- Born: 1984 or 1985 (age 41–42) Buffalo, New York, U.S.
- Education: The New School for Jazz and Contemporary Music; University of Notre Dame;
- Occupations: Composer; conductor; pianist;
- Known for: Director of the University of Notre Dame Folk Choir
- Notable work: Inward Looking Outward; O Emmanuel; Vespers for the Immaculate Conception;

= J.J. Wright (composer) =

American composer (born 1984–1985)

J. J. Wright (born 1984 or 1985) is an American composer, conductor, and piano player who currently serves as the director of the University of Notre Dame Folk Choir in South Bend, Indiana. He is the composer of O Emmanuel, a 2016 Adventide album that drew upon jazz and sacred music traditions and peaked at number 1 on the Billboard Traditional Classical Albums chart. Wright is a graduate of the University of Notre Dame, where he earned Master of Sacred Music and Doctor of Musical Arts degrees, and of The New School for Jazz and Contemporary Music, where he earned a Bachelor of Arts.

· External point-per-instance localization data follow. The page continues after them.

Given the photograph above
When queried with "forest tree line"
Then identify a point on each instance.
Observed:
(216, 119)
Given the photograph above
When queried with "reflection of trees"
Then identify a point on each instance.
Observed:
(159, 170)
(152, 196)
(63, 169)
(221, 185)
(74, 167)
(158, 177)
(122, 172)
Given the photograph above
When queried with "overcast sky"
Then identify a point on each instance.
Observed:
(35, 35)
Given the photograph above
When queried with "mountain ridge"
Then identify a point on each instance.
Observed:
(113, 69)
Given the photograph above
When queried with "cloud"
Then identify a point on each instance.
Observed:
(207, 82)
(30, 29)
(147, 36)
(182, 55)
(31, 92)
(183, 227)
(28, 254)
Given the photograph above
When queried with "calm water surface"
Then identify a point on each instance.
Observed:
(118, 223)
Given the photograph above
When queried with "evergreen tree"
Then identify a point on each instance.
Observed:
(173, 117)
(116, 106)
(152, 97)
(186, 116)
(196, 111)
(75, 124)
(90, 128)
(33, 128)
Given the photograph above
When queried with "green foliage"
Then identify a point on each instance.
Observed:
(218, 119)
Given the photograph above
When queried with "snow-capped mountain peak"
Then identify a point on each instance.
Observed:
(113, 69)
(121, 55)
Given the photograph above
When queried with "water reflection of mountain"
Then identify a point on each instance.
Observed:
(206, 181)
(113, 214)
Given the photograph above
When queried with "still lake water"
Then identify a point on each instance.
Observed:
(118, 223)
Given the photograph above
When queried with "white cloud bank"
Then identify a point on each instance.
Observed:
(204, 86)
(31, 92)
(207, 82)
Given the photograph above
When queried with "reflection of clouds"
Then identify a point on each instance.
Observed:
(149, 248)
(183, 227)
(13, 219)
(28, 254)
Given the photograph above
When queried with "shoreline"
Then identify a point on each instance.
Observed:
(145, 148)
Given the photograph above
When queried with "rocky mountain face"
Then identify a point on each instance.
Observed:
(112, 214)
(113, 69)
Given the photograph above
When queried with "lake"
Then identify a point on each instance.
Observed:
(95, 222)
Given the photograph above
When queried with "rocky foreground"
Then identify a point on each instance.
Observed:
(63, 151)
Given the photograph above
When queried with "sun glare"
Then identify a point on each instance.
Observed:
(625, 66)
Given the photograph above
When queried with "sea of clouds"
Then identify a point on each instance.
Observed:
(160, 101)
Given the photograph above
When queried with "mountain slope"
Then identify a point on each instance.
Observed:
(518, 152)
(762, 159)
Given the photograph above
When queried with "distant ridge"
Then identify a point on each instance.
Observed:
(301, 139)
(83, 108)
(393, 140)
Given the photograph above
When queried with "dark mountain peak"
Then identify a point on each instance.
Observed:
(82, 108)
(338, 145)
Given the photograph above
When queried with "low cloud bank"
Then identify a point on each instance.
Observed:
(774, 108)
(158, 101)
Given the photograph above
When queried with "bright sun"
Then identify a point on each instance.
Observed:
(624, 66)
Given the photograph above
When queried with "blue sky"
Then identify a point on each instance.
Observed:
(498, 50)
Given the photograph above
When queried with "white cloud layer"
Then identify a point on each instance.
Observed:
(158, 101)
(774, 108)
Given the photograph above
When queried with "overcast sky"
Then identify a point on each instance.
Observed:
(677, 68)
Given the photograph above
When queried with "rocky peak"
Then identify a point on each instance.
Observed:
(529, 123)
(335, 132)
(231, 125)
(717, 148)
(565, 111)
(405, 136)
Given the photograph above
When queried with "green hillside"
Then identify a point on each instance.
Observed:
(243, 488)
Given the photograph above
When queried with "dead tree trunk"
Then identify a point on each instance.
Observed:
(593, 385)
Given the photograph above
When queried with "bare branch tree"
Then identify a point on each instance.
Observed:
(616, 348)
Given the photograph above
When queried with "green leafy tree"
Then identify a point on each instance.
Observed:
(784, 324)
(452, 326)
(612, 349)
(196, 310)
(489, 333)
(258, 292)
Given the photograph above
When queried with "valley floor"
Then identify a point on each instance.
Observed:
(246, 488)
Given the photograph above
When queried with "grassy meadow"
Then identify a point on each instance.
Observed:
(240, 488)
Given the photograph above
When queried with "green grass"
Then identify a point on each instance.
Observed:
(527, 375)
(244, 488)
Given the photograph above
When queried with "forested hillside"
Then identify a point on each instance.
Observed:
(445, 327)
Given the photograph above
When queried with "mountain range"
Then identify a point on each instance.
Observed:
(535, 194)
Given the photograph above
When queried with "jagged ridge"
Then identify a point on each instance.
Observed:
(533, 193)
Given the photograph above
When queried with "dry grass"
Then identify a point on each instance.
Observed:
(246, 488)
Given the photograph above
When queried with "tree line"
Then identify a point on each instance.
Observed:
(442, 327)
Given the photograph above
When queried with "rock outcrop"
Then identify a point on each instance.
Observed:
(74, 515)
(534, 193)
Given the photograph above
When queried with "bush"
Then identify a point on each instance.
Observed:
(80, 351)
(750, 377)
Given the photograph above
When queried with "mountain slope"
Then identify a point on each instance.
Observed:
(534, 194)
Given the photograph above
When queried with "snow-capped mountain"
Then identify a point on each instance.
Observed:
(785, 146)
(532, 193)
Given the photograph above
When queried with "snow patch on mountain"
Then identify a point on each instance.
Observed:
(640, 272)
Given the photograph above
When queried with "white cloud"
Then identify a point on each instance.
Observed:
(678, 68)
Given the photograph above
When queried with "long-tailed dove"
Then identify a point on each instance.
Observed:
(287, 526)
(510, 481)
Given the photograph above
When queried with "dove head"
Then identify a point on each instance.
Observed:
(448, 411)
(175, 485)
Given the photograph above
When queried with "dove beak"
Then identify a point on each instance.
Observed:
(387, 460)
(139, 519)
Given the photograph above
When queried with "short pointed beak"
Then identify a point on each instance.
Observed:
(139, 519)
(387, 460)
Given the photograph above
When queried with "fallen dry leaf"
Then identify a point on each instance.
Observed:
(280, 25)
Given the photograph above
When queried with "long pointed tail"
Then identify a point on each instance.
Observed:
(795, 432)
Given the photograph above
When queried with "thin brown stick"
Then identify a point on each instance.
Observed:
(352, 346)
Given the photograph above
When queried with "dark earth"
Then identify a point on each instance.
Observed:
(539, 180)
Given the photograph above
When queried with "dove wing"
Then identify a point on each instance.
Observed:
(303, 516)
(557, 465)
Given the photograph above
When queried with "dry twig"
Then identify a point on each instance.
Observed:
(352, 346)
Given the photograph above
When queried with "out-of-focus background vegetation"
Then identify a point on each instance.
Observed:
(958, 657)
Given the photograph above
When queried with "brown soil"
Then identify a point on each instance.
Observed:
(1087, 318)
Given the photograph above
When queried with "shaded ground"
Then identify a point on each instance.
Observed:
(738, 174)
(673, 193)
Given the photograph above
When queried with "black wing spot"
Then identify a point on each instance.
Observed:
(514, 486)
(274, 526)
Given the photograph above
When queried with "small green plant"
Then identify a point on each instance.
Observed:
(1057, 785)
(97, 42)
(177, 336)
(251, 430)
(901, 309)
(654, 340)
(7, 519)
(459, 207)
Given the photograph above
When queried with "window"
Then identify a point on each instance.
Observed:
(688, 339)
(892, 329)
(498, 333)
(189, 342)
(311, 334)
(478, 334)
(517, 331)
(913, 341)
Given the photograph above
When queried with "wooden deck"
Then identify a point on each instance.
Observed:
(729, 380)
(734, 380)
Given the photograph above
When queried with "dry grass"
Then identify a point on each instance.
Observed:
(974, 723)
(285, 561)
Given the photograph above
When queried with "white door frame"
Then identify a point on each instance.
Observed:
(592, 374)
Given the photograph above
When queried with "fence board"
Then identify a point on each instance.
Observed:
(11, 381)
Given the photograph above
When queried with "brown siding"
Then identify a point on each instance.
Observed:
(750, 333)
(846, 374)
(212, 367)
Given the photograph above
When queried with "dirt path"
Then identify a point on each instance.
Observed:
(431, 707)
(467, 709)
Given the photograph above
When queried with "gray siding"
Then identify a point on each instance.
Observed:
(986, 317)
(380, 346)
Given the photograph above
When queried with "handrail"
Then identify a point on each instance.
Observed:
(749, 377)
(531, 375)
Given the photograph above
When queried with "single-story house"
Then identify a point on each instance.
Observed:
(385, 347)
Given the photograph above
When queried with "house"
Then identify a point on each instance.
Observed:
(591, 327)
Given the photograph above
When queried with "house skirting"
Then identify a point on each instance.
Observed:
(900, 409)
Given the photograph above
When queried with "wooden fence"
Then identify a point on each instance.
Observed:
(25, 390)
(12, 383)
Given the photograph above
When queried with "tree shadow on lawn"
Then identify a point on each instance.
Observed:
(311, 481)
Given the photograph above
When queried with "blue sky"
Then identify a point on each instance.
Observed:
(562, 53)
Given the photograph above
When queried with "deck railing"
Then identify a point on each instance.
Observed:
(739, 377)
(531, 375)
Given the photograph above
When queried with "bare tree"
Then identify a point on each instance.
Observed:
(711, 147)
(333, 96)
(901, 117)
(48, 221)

== Early life and education ==
Wright was born in Buffalo, New York. His mother and father, Joanne and Jim Wright, co-founded Catholic F.M. radio station WLOF, which broadcast in the Buffalo metropolitan area. He attended The New School for Jazz for undergraduate education, graduating the school with a Bachelor of Arts. He later pursued a Master of Sacred Music degree at the University of Notre Dame, the institution from which he would later be awarded Doctor of Musical Arts in conducting.

== Professional career ==
In 2014, Wright released his solo debut album, Inward Looking Outward. The album, a series of sacred jazz compositions, received positive reviews. Since then, Wright has published several full albums, including: O Emmanuel, a 2016 Adventide album in the style of sacred jazz that peaked at No. 1 on the Billboard Traditional Classical Albums chart; Vespers for the Immaculate Conception, a 2019 album that fused the improvisational style of jazz with that of a traditional sacred choir; and The Passion, a 2023 jazz-free concept album that used the Passion of Christ as a lens through which to interpret and process the sexual abuse scandals in the Catholic Church. As director of the University of Notre Dame Folk Choir, Wright has also overseen the production of Catch the Spirit, a sacred music album that draws upon the musical traditions of East Africans and of African-Americans.

Wright has also performed as a part of the United States Naval Academy Band.